According to Meher Baba, a mast is one who is entranced or spellbound by internal spiritual experiences and ecstasies, who cannot function outwardly in an ordinary way, and may appear mad to a casual outside observer. Such experiences, according to Meher Baba, stem from the station of a mast's consciousness (his or her state of consciousness) on inner planes of involution. In The Wayfarers: Meher Baba With the God-Intoxicated, British medical doctor William Donkin documents at length Meher Baba's contacts with masts throughout South Asia (primarily Iran, India, and Pakistan). The introduction, written by Meher Baba, explains their unique state and their outward characteristics. He carefully distinguishes the mast state from madness and explains that in the case of the mad person, the mind is sped up, while in the case of the mast it is slowed down. Meher Baba made a Sufi analogy (reflecting the poetry of Hafez) to the drunkenness of one intoxicated with wine, but in this case, the wine is the love of God.

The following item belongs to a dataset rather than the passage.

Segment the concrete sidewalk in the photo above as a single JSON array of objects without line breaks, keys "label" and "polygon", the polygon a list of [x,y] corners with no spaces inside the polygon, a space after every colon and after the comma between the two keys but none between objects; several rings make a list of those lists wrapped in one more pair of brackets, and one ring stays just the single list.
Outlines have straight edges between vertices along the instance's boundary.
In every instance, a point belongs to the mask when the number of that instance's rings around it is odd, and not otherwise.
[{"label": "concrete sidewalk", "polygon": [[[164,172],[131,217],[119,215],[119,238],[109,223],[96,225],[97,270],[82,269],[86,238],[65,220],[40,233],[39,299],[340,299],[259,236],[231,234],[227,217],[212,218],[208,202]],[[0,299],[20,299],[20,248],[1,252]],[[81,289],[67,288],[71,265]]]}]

Meher Baba contacted thousands of masts all over India, Pakistan, and Iran, saying that he was freeing them from enchantment and helping them to continue on the spiritual path and to be of inward service to humanity.

Masts can be in varying degrees of the states of salik or majzoob. Salik means more in touch with outward surroundings, meaning grounded and ordinary. Majzoob refers to that state of being immersed in the inner plane and divorced from the outside world.